Revealed in the New England Journal of Medicine, the “Percepta Bronchial Genomic Classifier,” which was co-developed by researchers from the Boston University School of Medicine, retrieves gene samples from a patient’s windpipe and analyzes 23 of these depending on their reaction to cigarette toxin exposure.
According to The Washington Post, prior to the development of the new procedure, the only ways to access lesions or nodules deep in the small branches of the lungs was to either insert a needle through the chest wall into the tumor or surgically opening a patient’s chest.
The first procedure carries a 15 percent risk of collapsing a lung as well as infection, the newspaper continued. The second is a major surgery that requires general anesthesia and inevitably results in the loss of lung tissue. Furthermore, in about a third of the surgeries, the growth turns out to be benign, making the surgery superfluous.

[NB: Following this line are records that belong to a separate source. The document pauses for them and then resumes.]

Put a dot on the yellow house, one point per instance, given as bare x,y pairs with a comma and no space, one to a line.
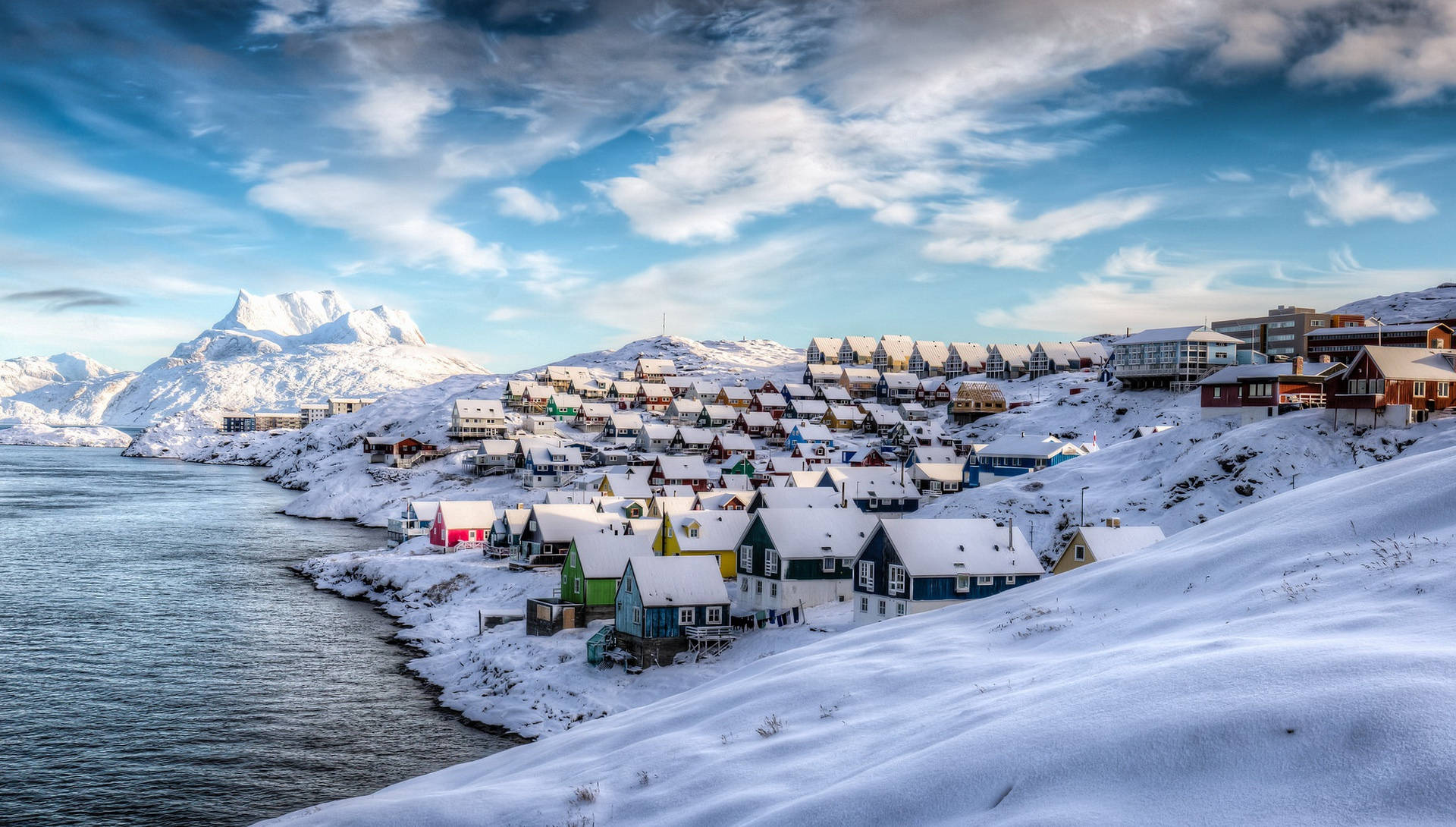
1094,543
704,533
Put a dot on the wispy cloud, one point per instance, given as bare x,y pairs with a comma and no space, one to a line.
63,299
1350,194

A needle biopsy has a 15 to 25 percent risk of causing a collapsed lung and surgical biopsy costs more than $20,000, according to Reuters. Veracyte said its lung test would cost between $3,000 and $4,000.
“The only way we can be definitive is to stick a needle through the chest wall or cut open your chest. We don’t want to miss a cancer, so we end up operating on and biopsying a lot of people who don’t have cancer,” explained Dr. Avrum Spira, professor of medicine at Boston University School of Medicine, lead study investigator, and co-inventor of the new test.
“These cells are like a canary in a coal mine. They’re telling us whether that nodule deep down in the lung is likely to be a cancer,” Spira told Reuters, referring to the newfangled procedure.
The Genomic Classifier was tested over the course of two expansive studies that involved 639 patients.. While researchers reported a high number of false positives with Veracyte’s test, it proved to be more than 90 percent accurate when negative for cancer.
Spira and Veracyte’s procedure is gaining recognition as more than eight million Americans with a history of heavy smoking become eligible for annual CT screenings on account of new health coverage requirements.
So far in 2015, the American Cancer Society estimates there have been about 158,000 deaths from lung cancer, which 221,000 new cases cropping up in the first half of the year alone.